Everyone knows “Adrienne will have it,” whatever “it” is, and I usually do—if not on my person, at my destination. I brought all of these talents to caring for Steve and his mother. Constant, ever-changing lists and mental charts would actuate on my computer and be output by my printer. (Of course there’s a good supply of paper and ink cartridges on hand.) I was confident that it was a matter of “when” everything was needed and not “if” they were going to be needed. Prepare for “it.” Steve always depended on me to have every possibility covered.
When Steve’s mother, Sylvia, came to live with us she was eighty-nine and pretty spry. She had been diagnosed with lymphoma and had lost a great deal of weight, ergo she needed new clothes. I decided it was high time for a makeover and assigned myself to the task at hand. I wanted to get her out of her dirndl skirts and into trousers. She was a tiny woman, not quite five feet tall, but she had a big personality and winning smile. I became her personal shopper, and would go to the fashionable discount stores to find her pantsuits, or tops and bottoms. I bought her one pencil skirt and one lovely black wool crepe sheath. She was a different woman after she had new clothes. The makeover had a positive effect. She was no longer seeing herself as a sick woman. She loved the new Sylvia and felt healthy and strong; ready to take on lymphoma and win. I only relate this story because she was an unforeseen element in the scheme of my life, which now included a husband with lung cancer.

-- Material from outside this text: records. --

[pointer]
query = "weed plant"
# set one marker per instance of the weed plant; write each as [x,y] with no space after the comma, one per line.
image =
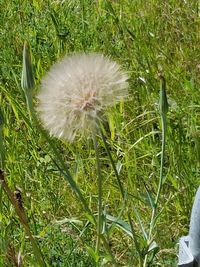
[143,226]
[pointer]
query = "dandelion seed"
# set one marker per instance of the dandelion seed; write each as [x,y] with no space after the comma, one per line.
[76,91]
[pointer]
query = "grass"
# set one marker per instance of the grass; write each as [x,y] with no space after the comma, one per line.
[146,38]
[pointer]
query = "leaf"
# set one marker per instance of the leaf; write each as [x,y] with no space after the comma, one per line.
[121,224]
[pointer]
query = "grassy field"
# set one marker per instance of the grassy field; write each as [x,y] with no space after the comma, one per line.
[146,38]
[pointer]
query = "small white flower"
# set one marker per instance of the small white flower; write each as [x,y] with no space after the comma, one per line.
[76,90]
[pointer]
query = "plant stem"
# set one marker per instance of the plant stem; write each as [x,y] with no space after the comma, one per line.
[99,182]
[163,110]
[113,164]
[23,220]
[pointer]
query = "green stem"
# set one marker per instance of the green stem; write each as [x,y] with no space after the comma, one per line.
[113,164]
[23,220]
[163,109]
[99,182]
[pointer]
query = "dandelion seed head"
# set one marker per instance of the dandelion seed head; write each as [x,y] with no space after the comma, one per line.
[76,90]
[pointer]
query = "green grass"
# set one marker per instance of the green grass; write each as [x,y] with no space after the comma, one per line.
[146,38]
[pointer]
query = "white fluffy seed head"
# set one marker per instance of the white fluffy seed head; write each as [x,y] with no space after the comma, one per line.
[76,90]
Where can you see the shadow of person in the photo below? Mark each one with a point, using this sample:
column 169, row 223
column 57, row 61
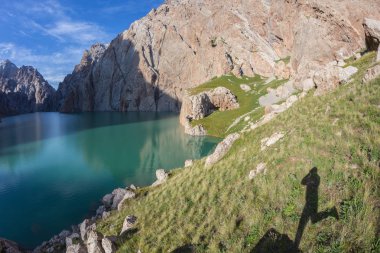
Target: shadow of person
column 275, row 242
column 310, row 211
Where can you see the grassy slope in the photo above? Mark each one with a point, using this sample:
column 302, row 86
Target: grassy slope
column 219, row 209
column 218, row 122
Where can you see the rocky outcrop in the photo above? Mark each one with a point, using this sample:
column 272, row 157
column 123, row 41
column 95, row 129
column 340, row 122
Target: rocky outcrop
column 76, row 92
column 161, row 176
column 128, row 224
column 23, row 90
column 7, row 246
column 198, row 106
column 372, row 73
column 269, row 141
column 184, row 43
column 222, row 149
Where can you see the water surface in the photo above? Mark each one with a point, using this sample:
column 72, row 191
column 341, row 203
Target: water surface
column 54, row 168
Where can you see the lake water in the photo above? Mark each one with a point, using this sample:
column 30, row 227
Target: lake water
column 55, row 168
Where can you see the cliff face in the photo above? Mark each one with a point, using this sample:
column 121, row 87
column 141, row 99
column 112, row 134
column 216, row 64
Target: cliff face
column 23, row 90
column 186, row 42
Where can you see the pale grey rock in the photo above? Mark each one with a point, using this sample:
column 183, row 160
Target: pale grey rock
column 261, row 167
column 107, row 200
column 94, row 242
column 86, row 226
column 269, row 141
column 161, row 176
column 245, row 87
column 71, row 239
column 189, row 163
column 276, row 95
column 76, row 248
column 372, row 33
column 100, row 211
column 118, row 197
column 222, row 149
column 128, row 224
column 24, row 90
column 129, row 194
column 372, row 73
column 108, row 245
column 201, row 105
column 346, row 73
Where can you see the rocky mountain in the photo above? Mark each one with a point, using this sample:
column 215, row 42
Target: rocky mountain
column 23, row 90
column 186, row 42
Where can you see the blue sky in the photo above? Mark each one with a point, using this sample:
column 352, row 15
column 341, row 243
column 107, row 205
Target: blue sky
column 51, row 35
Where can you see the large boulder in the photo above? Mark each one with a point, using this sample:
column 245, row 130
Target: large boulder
column 108, row 245
column 94, row 242
column 222, row 149
column 161, row 176
column 118, row 197
column 128, row 224
column 269, row 141
column 372, row 33
column 372, row 73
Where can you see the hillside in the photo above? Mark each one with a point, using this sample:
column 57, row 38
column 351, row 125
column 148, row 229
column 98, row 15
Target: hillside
column 218, row 209
column 185, row 43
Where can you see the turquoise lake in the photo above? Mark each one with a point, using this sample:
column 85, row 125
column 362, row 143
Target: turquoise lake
column 55, row 168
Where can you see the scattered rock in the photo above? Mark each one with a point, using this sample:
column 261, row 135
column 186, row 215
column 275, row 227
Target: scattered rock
column 129, row 223
column 276, row 95
column 128, row 195
column 161, row 176
column 267, row 142
column 372, row 33
column 222, row 148
column 203, row 104
column 372, row 73
column 94, row 242
column 307, row 84
column 346, row 73
column 261, row 167
column 107, row 200
column 108, row 245
column 76, row 248
column 100, row 211
column 189, row 163
column 74, row 238
column 86, row 226
column 245, row 87
column 118, row 196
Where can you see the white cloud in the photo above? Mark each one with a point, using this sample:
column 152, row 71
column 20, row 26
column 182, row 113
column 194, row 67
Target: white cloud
column 53, row 66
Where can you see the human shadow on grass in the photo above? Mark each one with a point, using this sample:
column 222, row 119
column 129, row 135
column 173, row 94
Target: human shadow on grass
column 273, row 241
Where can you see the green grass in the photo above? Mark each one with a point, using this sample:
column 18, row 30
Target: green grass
column 218, row 209
column 219, row 122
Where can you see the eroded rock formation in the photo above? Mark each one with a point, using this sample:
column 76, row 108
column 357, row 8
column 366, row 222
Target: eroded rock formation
column 23, row 90
column 185, row 43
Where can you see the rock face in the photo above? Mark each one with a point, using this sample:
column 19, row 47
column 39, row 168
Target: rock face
column 203, row 104
column 7, row 246
column 184, row 43
column 222, row 149
column 372, row 73
column 23, row 90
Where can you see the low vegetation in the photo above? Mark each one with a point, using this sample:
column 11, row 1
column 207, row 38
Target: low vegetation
column 218, row 123
column 217, row 209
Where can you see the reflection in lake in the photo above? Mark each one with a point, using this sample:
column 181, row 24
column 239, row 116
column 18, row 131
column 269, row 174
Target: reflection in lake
column 54, row 168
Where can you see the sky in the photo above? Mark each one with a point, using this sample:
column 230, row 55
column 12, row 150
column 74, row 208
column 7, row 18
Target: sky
column 51, row 35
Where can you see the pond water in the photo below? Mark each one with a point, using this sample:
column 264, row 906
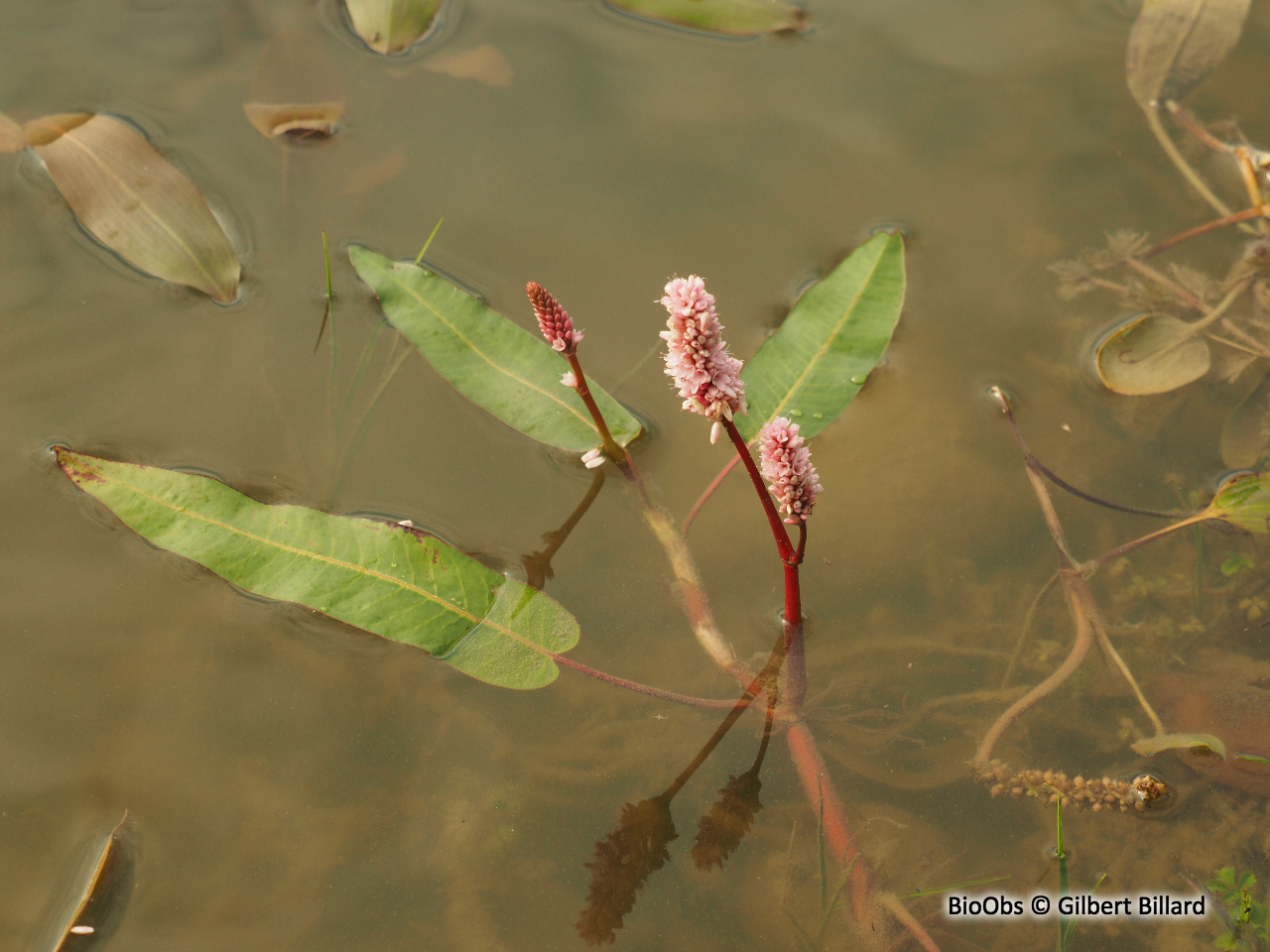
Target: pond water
column 298, row 784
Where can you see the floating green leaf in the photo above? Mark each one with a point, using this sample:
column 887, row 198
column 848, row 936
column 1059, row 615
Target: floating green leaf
column 10, row 136
column 391, row 26
column 1179, row 742
column 384, row 578
column 497, row 365
column 1243, row 500
column 1176, row 44
column 135, row 202
column 1152, row 354
column 816, row 363
column 734, row 18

“Be prepared” had become my mantra. I found I was ready to tackle anything that blocked my path and there were many hazards to deal with along the way. Somehow, nothing threw me. I had become secure enough to know how to anticipate dealing with the new realities that came at me fast and furious. Doctors and hospital personnel knew I was part of the team; whether the patient was my husband or my mother-in-law. I earned their respect and that came back to me in their cooperation. I had become a force of nature. A natural-born caregiver.
My handbags are still full of “what if” items, and sadly it’s all about me now. I’m alone again, but the self-esteem I garnered year after year of being counted on, has left me feeling secure. I can leave the house with my keys, a few dollars and a credit card and not feel I need the “big bag” to be safe. I can conquer anything; widowhood, money management, creating this website and more—discovering a whole new me, day by day.